How do I prove that $3<\pi<4$?

After all the comments it's unclear what is allowed and what is forbidden. I'd suggest the following: $${1\over 2}=\sin{\pi\over 6}<{\pi\over 6}<\tan{\pi\over 6}={1\over\sqrt{3}}\ ,$$ which leads to $3<\pi<3.5$.

Starting from the antique definition of $\pi$ : The length of cirle of radius $1$ is $=2\pi$.

On the figure below, obviously the length of the circle is between $6$ and $8$ (lengths of the hexagon and square, respectively)

So, $6 < 2\pi < 8$ hence $3 < \pi < 4$

We need to show that $3/2<\pi/2<2$, so (using your definition of $\pi$) that $\cos 2<0$ and $\cos t>0$ for all $0\leq t\leq 3/2$.

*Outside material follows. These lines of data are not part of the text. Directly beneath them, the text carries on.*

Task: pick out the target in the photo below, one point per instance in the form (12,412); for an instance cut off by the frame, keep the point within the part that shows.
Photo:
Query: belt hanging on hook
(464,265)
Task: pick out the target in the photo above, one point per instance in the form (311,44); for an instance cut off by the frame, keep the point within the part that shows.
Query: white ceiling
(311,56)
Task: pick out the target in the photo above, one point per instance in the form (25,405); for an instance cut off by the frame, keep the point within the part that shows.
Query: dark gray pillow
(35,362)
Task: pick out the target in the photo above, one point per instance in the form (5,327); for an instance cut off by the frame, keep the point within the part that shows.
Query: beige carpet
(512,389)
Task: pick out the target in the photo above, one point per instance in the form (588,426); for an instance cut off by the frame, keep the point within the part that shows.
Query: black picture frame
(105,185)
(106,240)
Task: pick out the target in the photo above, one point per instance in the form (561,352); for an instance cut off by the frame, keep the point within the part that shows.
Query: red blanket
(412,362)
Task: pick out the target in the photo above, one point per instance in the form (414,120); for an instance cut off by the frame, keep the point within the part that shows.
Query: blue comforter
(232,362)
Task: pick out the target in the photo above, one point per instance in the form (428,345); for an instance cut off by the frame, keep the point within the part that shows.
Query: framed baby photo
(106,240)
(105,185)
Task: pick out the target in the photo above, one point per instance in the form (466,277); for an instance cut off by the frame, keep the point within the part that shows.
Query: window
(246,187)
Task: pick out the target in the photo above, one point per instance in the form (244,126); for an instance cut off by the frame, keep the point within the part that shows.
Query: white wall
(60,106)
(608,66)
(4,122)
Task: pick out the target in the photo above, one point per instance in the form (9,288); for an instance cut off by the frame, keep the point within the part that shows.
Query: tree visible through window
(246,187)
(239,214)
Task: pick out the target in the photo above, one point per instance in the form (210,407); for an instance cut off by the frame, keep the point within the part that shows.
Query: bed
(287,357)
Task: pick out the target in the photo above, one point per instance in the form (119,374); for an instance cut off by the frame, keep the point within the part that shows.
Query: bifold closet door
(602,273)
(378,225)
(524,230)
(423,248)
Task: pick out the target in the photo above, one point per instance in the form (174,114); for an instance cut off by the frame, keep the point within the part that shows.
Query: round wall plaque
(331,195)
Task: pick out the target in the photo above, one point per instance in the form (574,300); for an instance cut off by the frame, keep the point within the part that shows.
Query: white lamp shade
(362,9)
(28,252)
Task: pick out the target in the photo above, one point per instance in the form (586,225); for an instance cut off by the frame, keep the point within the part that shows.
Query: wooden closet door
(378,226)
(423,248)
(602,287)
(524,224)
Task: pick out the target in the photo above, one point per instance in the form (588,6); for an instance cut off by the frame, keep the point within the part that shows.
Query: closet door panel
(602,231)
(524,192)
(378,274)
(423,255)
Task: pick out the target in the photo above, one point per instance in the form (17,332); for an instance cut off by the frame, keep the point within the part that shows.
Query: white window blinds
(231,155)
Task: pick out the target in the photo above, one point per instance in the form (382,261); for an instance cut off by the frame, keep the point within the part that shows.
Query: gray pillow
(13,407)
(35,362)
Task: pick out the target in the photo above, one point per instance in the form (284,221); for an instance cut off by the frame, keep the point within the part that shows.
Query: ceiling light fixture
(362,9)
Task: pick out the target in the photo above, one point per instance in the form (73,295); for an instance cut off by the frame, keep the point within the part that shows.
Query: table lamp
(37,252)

The Taylor series for $\cos t$ follows immediately from the series for $e^t$ and your definition of $\cos t$. The signs alternate. The terms decrease in absolute value for $t=2$ (except for the second term), so taking the first three terms give the upper bound $\cos 2 < -\tfrac{1}{3}$.

On the other hand for $t=\tfrac{3}{2}$, the first four terms give the lower bound $\cos \tfrac{3}{2}>0.0701171875$.

Finally, $\cos' = -\sin$ (immediate from your definitions), so if $\sin t\geq 0$ for $0\leq t\leq 3/2$ we will know that $\cos$ is decreasing in that interval and so cannot be negative. For this interval, $\sin t > t-t^3/6$ (same argument about alternating terms with decreasing absolute value); $t-t^3/6$ is positive between its zeros at $t=0$ and $t=\sqrt{6}>3/2$.